Each disk in the subgroup corresponds to a disk in the group, but is limited by the allowed number of stored blobs. For example, for block-4-2 encoding with four data parts and two parity parts, the functional purpose of the disks in a subgroup is as follows:

Number in the subgroup Possible PartIds
0 1
1 2
2 3
3 4
4 5
5 6
6 1,2,3,4,5,6
7 1,2,3,4,5,6

In this case, PartId=1..4 corresponds to data fragments (resulting from dividing the original blob into 4 equal parts), while PartId=5..6 stands for parity fragments. Disks numbered 6 and 7 in the subgroup are called handoff disks. Any part, either one or more, can be written to them. You can only write the respective blob parts to disks 0..5.
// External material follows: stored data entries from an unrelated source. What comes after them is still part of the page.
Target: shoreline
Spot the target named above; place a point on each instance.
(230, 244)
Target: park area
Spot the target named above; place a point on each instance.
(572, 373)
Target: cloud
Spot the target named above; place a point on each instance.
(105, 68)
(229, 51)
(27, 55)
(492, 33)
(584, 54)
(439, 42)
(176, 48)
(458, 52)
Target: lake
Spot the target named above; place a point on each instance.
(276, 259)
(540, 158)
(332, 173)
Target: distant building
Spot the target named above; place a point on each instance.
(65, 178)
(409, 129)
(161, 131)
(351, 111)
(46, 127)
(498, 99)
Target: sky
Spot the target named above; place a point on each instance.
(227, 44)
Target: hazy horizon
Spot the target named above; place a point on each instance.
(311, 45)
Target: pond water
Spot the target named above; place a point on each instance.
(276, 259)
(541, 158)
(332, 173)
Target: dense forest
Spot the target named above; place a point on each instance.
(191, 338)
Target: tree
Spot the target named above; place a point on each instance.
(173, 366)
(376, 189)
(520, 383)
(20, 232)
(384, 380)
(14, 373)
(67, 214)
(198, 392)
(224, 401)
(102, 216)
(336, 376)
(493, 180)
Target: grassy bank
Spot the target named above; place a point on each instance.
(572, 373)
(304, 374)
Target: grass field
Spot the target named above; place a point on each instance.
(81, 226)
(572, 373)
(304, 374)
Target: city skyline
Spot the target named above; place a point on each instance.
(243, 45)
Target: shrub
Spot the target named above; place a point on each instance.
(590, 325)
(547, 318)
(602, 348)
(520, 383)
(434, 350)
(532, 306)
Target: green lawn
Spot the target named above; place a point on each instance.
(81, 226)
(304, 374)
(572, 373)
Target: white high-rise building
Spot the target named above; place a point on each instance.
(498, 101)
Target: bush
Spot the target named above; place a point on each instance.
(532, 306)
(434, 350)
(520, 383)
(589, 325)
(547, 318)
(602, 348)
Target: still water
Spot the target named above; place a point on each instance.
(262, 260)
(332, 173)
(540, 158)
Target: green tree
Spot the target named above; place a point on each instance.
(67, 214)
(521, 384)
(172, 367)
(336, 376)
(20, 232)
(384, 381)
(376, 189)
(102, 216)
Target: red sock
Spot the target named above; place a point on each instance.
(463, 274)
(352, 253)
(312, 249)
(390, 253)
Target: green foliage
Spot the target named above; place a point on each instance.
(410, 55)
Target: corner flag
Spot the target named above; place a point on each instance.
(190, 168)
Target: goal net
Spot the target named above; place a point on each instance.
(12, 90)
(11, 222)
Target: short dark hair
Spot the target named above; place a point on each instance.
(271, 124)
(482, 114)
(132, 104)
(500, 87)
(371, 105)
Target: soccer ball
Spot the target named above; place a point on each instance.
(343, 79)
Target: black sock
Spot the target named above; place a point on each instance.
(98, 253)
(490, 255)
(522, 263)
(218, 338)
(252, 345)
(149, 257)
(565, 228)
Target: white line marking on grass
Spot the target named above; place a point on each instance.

In practice, when performing writes, the system tries to write 6 parts to the first 6 disks of the subgroup and, in the vast majority of cases, these attempts are successful. However, if any of the disks is not available, a write operation cannot succeed, which is when handoff disks kick in receiving the parts belonging to the disks that did not respond in time. It may turn out that several fragments of the same blob are sent to the same handoff disk as a result of complicated brakes and races. This is acceptable although it makes no sense in terms of storage: each fragment must have its own unique disk.